One of these subtleties is heatsinking. Designing a regulated power supply is not so much a matter of circuit design as it is in thermal management – getting rid of unwanted heat, or better still, avoiding the generation of heat altogether. Experienced EEs all have war stories about project crises that involve cooling problems. My first regulated power supply ended up under fire extinguisher foam because I undersized the heatsink. Another project (not mine) had to be sealed against the environment and surprise(!) this led to problems in removing heat. (One evidence of a project death spiral is the suggestion to use a Peltier Cooler to solve thermal management issues.)
There are a number of ‘regulated power supply’ kits available on the market. They generally leave out the big bits: the power supply transformer, the filter caps, and the heatsink. These are usually based on the LM317 adjustable regulator: you can spot this by the fact that the minimum output voltage is 1.5 volts or so. One example, on a tiny circuit board, claims at output voltage adjustable from 35 to 1.5 volts at an output current of 1 amp. The heatsink isn’t provided with the kit, and a ‘back of napkin’ calculation indicates why. At an output voltage of 1.5 volts and an input voltage of 37 volts the power dissipation is north of 35 watts.
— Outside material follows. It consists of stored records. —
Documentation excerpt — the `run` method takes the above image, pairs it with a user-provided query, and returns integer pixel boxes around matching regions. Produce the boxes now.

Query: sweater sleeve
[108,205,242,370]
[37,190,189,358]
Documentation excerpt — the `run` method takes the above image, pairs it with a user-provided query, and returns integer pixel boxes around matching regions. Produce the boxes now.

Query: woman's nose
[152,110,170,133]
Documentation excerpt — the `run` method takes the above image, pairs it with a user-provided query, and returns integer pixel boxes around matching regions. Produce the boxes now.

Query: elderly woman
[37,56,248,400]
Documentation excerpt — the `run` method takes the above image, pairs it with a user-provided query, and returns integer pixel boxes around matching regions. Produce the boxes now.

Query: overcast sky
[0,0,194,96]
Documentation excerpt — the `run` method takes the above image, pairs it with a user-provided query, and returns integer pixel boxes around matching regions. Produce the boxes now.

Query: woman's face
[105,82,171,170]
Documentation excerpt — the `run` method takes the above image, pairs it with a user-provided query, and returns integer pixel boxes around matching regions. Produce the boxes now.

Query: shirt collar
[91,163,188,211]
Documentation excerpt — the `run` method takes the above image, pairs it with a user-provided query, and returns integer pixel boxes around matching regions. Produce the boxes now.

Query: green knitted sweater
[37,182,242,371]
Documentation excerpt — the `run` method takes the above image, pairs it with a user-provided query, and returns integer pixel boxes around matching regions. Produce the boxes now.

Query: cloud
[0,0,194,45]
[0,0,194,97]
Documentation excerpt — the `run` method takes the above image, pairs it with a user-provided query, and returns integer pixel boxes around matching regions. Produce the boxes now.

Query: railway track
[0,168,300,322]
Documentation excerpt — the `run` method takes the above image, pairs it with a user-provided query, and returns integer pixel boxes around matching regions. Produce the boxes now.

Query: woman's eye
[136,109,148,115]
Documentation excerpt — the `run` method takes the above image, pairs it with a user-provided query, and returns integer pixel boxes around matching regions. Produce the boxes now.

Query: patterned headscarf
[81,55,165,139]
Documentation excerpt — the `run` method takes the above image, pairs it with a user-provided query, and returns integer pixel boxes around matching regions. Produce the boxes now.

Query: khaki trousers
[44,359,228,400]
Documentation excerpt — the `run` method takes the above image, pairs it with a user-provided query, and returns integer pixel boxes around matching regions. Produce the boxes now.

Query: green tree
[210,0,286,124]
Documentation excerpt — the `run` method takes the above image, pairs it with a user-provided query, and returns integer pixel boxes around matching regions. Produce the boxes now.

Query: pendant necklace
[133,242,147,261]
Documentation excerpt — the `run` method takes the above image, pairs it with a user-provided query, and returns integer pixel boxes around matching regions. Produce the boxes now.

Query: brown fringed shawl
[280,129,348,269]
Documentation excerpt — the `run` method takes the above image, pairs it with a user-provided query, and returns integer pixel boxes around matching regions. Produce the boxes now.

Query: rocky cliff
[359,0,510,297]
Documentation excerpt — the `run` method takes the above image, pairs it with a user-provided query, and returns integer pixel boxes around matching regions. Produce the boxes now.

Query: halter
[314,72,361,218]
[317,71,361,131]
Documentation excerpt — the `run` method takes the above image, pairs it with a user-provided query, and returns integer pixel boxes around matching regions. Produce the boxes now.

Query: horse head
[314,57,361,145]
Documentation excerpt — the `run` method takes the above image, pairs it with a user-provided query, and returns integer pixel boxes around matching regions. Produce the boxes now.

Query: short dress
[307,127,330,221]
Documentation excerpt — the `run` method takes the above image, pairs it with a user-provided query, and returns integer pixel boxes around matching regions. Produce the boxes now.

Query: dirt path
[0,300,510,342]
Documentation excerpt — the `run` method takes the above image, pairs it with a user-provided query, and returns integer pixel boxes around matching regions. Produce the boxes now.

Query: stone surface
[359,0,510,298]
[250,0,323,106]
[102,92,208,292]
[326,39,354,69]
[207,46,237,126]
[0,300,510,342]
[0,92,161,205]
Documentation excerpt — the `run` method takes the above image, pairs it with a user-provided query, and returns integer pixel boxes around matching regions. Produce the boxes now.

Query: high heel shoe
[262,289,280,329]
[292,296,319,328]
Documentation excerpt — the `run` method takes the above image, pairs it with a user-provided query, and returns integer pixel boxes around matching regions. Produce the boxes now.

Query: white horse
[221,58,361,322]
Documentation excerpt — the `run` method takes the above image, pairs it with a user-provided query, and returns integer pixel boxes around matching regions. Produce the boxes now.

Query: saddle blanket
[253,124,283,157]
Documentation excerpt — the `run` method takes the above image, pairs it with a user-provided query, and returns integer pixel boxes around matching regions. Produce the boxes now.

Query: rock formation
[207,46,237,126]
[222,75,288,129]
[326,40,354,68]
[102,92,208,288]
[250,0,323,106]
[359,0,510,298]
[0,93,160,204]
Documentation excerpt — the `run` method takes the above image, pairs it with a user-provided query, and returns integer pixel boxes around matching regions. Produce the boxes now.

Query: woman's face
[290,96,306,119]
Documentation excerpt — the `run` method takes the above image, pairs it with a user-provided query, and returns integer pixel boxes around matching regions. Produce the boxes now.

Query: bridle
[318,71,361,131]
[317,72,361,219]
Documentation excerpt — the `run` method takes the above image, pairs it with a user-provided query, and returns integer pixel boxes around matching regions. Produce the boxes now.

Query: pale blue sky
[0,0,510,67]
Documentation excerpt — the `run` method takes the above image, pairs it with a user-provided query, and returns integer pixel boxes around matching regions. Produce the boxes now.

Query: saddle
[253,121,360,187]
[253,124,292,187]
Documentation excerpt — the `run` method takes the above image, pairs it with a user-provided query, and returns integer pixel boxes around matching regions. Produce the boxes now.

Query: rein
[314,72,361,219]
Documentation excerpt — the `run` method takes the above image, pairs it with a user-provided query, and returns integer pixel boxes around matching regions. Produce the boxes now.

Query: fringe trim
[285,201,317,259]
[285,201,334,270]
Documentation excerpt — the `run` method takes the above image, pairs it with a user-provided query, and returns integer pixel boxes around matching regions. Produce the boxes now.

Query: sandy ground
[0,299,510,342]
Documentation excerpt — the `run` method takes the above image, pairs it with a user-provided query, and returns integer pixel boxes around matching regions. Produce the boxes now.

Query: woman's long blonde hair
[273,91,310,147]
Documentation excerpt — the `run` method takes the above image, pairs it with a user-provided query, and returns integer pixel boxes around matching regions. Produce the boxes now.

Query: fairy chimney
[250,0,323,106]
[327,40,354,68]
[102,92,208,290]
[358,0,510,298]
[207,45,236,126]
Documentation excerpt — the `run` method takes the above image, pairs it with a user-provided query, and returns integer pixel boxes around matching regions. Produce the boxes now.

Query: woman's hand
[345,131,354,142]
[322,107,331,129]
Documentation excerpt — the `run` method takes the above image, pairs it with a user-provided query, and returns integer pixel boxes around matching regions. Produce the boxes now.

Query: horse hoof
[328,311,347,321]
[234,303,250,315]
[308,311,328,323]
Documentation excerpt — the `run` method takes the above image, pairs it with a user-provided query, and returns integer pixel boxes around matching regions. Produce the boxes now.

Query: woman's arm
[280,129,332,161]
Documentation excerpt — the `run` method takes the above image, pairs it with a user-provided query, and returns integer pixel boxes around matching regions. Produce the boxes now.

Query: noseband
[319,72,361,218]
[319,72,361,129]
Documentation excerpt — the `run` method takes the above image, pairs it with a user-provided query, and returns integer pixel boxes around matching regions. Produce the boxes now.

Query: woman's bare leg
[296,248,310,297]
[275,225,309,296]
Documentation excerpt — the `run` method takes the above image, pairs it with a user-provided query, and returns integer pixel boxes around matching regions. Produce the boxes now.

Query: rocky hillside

To keep the junction temperature under 100C at a worst case ambient of 40C would require a thermal resistance junction to ambient of about 1.7 degrees C per watt.
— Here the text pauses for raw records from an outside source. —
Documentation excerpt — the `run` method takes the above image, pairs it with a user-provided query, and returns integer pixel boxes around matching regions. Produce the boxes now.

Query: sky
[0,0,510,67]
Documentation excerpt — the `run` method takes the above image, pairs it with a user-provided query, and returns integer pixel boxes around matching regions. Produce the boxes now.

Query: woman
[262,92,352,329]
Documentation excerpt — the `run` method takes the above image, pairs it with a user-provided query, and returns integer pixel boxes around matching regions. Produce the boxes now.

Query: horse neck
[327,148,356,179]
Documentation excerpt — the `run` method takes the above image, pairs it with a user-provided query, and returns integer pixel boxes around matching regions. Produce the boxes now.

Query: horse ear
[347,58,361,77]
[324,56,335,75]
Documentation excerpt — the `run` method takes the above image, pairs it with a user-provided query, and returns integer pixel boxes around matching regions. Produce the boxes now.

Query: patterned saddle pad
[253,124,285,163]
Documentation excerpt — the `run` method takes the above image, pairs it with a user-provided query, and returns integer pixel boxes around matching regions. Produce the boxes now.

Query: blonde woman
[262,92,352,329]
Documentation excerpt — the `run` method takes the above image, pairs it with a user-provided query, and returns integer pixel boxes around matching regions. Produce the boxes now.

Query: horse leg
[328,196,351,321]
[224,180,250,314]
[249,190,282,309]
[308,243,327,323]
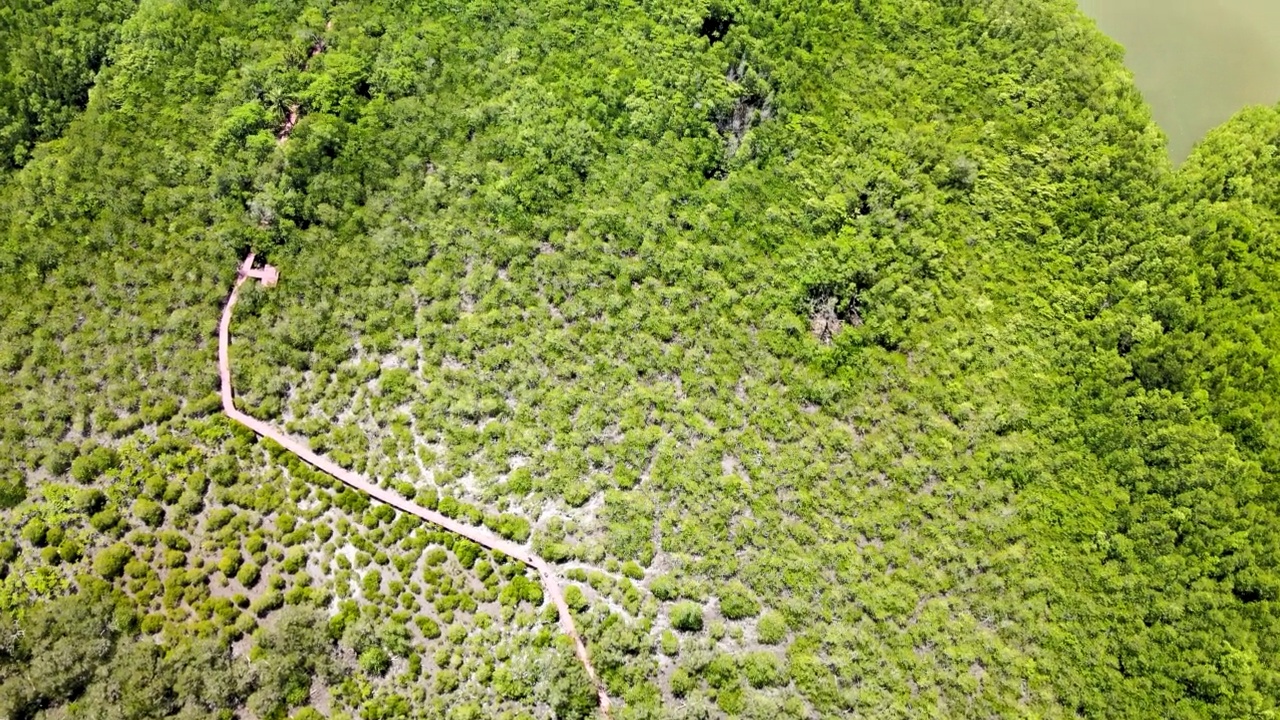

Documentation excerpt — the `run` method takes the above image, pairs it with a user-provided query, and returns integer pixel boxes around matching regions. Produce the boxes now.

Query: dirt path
[218,254,609,720]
The junction resistance of an LM317 is 5 degrees C per watt. So even an infinite heatsink will not provide sufficient cooling. (Shameless plug: for the details of these calculations see Chapter 26 of Analog Circuit Design. For bonus marks, calculate the maximum output current for an infinite heatsink. It will be less than an amp.)
Or if you need a power supply and don’t want to build one there are many bench power supplies available at a reasonable price. They tend to be big and heavy because, unlike the kit described above, they include the line transformer and series regulator heatsink.
So, is there any way to get a physically small power supply with a useful output voltage and current? That was the challenge facing Syscomp when we began to design the PSM-101. The design has to use *switching*, in which the series pass element is either ON or OFF, and thereby dissapates zero power, with the duty cycle controlling the average output voltage. Switchers have low power dissipation, but aren’t easily adjustable down to zero output volts and they tend to be electrically (and sometimes acoustically!) noisy. So the PSM-101 uses a hybrid approach, with a switching regulator to minimize power dissipation and a series analog regulator to reduce noise and give accurate output control.
This supply circuitry was married with a microprocessor display and touch controls, which should be far more reliable than the usual mechanical rotary potentiometers.
As far as we know, the PSM-101 is the only 14 volt, 1 amp, USB controllable power supply that can fit in a trouser pocket. That makes it attractive to anyone that needs a *really* portable power supply.